Музыка со стороны катка каким-то чудом пробилась в его сознание, напомнив о том, что там, за пределами комнаты – за окном, например – есть и еще какой-то мир и какие-то существа, кроме теплого, все еще поглаживающего его Рико. Ученый прикрыл глаза – голова у него шла кругом.
-Гр-р-р? – протяжно, хрипло царапнуло его слух.
-Да, – так же шепотом отозвался он, понятия не имея, что подразумевает это «да». Ближе всего к истине был ответ, что все сразу. И тогда Рико, наклонившись над самым его ухом, произнес – по-настоящему, достаточно разборчиво, хотя и неумело:
-Люблютебяррр.
Это было похоже на то, как если бы человек подражал звукам природы или незнакомой речи. Рико старался, придавая этому своему поступку огромное значение – и Ковальски, в общем, понимал, чего это Рико стоило.
Подрывник еще урчал у него над ухом, млея после пережитого удовольствия, будто море, рокочущее после бури, и теперь в этом неразборчивом ворчании Ковальски слышал намного больше, чем прежде – зная, что именно нужно слушать. Может быть, Рико больше никогда не скажет того, что сказал только что – да, это было весьма вероятно. Но его напарнику не так уж и требовалось оно, это повторение. Одного раза ему вполне достаточно, чтобы всегда об этом помнить – в любой момент времени, вызывая к памяти эту короткую, смятую, неуклюжую реплику, произнесенную едва слышно. И она всегда будет звучать у Ковальски в ушах.
И когда за окном снова пошел, ложась мягким пуховым покрывалом, снег, они уже спали, убаюканные не столько музыкой или погодой, или собственной усталостью, сколько тем, что слышали спокойное, глубокое дыхание друг друга. И снег мел, окончательно перелистывая еще одну страницу чужой жизни.
-Парни, я нашел нам работу.
-Да ну? Серьезно? И для меня?
-Блоухол, лучше помолчи. Домашним питомцам слова не давали.
-Домашним… – кажется, Блоухол не то оторопел от такой наглости, не то оскорбился.
-Ты — наше маленькое милое домашнее зло! – с апломбом оповестил его Шкипер. – А теперь заткнись, будь так любезен, пока я провожу брифинг…
-Что за работа? – не выдержал Прапор. – Нужно ехать куда-нибудь?
-Не нужно, – успокоил его старший по званию. – Все в пределах штата. Но возни будет много. И кто-то, не будем указывать на него пальцем, кто не свинтил обратно турели, будет дома их еще и чистить.

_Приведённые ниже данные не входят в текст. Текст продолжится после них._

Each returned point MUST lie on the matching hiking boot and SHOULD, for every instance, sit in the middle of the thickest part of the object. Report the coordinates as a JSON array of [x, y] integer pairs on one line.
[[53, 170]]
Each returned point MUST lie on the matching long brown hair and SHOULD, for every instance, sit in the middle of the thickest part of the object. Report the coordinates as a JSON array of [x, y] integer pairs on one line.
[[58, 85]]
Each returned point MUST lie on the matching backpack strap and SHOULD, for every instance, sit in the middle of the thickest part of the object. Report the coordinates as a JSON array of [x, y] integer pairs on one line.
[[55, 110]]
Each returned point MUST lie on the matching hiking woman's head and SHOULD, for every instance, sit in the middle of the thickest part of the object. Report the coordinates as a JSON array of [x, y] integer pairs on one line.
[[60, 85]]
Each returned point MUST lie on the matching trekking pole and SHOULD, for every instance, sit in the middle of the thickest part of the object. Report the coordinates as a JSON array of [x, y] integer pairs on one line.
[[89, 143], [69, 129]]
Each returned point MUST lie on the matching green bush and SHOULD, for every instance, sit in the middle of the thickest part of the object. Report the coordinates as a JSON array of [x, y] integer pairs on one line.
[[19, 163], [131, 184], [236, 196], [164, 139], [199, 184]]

И не будет выражать сейчас, что он об этом думает, – добавил Шкипер торопливо, чуть повысив голос. – Здесь женщины и дети!

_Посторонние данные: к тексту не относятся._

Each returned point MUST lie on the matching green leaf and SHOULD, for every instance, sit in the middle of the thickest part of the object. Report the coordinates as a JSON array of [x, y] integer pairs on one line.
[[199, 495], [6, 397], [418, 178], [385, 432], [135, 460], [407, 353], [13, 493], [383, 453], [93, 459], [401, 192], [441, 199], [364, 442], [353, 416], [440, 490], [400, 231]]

-Мы еще успеваем на вечерний рейсовый автобус, – между тем сообщил Ковальски, не отрывая глаза от планшета. – Если подсуетимся, к вечеру будем на базе.
-На нетопленой, простоявшей долгое время заброшенной, неубранной базе, – ужаснулся Блоухол. – С несобранными турелями!
-Ужас, – равнодушно кивнул Ковальски, все так же бороздя просторы интернета. – Автобус в семь пятнадцать, Шкипер. Ориентируемся на него или ждем утра?
-А чего тянуть?
-Чтобы дольше посидеть в тепле и чистоте и не ночевать в заброшенной, неубранной и с несобранными турелями базе, – с готовностью отозвался его старый враг. Шкипер устремил на него немигающий взгляд.